Abstract
The fundamental flexural guided wave (FFGW) permits ultrasonic assessment of the wall thickness of solid waveguides, such as tubes or, e.g., long cortical bones. Recently, an optical non-contact method was proposed for ultrasound excitation and detection with the aim of facilitating the FFGW reception by suppressing the interfering modes from the soft coating. This technique suffers from low SNR and requires iterative physical scanning across the source-receiver distance for 2D-FFT analysis. This means that SNR improvement achieved by temporal averaging becomes time-consuming (several minutes) which reduces the applicability of the technique, especially in time-critical applications such as clinical quantitative ultrasound.
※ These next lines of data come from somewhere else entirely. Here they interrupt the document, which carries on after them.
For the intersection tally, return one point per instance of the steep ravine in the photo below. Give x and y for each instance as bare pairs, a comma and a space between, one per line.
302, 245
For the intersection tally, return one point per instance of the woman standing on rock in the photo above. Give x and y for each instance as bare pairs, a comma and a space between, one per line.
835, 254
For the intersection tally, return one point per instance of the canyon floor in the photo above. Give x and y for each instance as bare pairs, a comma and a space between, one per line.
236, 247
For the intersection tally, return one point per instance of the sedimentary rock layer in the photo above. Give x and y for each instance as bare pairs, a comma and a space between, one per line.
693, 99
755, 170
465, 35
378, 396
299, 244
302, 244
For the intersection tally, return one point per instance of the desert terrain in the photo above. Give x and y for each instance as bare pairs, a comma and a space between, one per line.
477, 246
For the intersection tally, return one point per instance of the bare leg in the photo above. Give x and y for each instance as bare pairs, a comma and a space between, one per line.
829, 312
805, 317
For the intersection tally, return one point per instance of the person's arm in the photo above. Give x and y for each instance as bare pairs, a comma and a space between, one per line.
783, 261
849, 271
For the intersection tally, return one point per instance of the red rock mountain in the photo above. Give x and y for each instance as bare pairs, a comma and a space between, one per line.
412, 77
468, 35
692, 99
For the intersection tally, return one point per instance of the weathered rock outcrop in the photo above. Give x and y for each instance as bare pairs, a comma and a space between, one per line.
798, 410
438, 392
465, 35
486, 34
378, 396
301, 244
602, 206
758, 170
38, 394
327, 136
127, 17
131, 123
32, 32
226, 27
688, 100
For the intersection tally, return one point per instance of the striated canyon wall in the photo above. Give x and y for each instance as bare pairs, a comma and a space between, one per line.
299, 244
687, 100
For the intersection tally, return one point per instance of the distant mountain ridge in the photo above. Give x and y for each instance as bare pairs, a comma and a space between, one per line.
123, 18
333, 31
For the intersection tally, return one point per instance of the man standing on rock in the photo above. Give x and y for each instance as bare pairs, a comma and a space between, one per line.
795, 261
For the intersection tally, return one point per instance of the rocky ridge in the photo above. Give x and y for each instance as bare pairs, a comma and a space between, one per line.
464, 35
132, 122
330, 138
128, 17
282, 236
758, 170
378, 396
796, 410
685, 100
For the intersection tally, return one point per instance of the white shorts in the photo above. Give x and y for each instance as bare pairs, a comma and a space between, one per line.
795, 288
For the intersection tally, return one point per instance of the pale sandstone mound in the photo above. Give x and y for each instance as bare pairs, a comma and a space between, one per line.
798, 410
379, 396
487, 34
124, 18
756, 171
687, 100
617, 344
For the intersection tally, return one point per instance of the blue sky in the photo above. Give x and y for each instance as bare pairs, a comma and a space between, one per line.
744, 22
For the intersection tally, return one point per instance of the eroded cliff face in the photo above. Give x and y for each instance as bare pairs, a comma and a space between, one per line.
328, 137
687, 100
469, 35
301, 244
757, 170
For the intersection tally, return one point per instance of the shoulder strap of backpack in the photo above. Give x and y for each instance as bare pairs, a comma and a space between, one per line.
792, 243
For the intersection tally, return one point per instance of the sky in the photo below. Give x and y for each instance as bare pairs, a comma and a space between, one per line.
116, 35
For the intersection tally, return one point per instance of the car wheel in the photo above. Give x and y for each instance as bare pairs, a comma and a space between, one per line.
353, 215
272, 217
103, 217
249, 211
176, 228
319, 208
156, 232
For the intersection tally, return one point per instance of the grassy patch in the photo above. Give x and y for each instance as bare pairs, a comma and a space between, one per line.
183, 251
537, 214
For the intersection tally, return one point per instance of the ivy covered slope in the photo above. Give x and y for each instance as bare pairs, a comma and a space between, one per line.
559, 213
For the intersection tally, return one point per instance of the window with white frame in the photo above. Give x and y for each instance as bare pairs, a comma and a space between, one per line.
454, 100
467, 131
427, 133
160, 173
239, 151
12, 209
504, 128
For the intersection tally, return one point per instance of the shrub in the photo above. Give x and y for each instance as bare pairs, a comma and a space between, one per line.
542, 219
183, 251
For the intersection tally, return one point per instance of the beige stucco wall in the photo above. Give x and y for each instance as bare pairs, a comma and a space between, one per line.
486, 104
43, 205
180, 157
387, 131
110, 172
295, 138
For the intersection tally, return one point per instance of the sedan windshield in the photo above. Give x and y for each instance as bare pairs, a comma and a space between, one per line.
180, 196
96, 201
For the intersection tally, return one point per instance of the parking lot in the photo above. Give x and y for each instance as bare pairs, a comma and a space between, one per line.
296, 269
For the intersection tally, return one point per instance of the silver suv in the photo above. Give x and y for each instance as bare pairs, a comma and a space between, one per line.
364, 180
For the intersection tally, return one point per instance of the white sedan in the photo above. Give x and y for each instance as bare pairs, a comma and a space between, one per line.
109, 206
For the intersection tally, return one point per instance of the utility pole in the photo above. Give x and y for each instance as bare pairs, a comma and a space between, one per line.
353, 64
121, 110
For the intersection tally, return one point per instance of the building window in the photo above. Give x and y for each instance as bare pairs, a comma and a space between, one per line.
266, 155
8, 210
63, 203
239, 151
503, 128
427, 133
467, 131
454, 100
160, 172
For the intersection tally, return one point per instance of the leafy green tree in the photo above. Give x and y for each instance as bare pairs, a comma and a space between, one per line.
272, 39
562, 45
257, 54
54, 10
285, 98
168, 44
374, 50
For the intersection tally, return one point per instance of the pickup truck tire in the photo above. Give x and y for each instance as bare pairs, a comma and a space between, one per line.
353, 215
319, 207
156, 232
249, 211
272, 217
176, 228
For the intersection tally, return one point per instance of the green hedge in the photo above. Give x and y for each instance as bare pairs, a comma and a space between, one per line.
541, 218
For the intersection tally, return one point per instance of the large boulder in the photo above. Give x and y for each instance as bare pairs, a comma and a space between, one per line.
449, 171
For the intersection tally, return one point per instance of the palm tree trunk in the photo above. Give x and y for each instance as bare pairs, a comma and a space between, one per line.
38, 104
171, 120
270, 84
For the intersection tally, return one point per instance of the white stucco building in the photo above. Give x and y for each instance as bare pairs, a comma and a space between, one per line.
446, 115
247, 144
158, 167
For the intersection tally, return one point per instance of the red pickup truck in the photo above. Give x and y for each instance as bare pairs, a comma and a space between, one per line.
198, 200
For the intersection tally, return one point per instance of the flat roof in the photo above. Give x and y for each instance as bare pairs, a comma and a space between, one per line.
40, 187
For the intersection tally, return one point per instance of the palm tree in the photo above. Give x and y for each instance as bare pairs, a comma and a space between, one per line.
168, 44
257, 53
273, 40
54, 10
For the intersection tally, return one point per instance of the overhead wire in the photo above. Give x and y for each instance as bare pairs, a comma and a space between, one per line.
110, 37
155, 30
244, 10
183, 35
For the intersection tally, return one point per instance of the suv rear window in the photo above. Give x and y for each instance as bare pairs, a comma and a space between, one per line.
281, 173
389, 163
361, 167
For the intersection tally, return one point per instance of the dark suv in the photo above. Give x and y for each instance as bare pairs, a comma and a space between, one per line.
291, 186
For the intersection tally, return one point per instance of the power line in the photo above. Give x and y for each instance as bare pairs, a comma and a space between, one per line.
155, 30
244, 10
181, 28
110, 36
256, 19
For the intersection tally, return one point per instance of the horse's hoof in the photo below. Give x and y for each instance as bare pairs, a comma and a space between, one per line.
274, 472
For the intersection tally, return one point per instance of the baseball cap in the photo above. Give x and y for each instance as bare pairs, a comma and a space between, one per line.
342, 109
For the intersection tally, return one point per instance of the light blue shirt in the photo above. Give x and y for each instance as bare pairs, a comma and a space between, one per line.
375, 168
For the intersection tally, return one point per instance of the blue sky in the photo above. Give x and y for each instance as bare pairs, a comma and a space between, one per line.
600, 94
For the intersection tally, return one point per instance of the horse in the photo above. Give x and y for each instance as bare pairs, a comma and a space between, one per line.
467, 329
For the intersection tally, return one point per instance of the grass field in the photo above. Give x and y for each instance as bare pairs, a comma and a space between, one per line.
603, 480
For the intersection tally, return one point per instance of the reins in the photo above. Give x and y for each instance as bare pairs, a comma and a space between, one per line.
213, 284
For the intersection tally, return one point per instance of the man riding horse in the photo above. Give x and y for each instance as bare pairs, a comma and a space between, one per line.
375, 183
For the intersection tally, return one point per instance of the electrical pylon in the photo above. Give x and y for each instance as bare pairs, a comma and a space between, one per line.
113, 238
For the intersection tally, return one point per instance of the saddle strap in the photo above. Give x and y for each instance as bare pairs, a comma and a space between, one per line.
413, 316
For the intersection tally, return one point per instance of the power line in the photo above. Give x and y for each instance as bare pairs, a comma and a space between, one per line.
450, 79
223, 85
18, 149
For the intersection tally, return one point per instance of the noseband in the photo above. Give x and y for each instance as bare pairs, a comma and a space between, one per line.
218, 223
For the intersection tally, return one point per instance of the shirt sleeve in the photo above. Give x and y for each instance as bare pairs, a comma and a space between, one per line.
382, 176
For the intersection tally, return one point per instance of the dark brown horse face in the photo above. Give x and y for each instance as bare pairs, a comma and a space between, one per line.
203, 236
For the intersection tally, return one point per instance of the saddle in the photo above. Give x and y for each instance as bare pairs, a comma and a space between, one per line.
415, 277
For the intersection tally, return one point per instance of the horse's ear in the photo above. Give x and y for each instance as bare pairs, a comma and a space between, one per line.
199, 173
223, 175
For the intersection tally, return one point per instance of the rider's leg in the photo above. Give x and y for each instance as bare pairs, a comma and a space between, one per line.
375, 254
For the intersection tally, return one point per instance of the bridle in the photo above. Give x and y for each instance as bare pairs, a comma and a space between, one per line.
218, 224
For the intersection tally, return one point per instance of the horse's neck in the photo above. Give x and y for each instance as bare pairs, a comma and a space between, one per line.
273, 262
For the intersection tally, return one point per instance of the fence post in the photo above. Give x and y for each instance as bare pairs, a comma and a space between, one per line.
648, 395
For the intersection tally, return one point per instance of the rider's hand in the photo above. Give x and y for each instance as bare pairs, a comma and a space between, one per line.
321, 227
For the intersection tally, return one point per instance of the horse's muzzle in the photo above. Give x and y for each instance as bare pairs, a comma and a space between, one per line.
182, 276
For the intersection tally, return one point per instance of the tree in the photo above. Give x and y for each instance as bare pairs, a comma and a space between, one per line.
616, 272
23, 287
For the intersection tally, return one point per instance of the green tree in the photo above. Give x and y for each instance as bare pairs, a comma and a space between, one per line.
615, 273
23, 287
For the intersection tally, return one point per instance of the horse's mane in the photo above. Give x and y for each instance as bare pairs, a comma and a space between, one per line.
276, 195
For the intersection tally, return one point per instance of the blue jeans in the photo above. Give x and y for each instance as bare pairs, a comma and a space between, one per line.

To achieve sufficient SNR faster, an ultrasonic excitation by a base-sequence-modulated Golay code (BSGC, 64-bit code pair) on coated tube samples (1-5 mm wall thickness and 5 mm soft coating layer) was used. This approach improved SNR by 21 dB and speeded up the measurement by a factor of 100 compared to using a classical pulse excitation with temporal averaging. The measurement now took seconds instead of minutes, while the ability to determine the wall thickness of the phantoms was maintained. The technique thus allows rapid noncontacting assessment of the wall thickness in coated solid tubes, such as the human bone.
Highlights
Guided waves (GW) are widely used for non-destructive testing.[1]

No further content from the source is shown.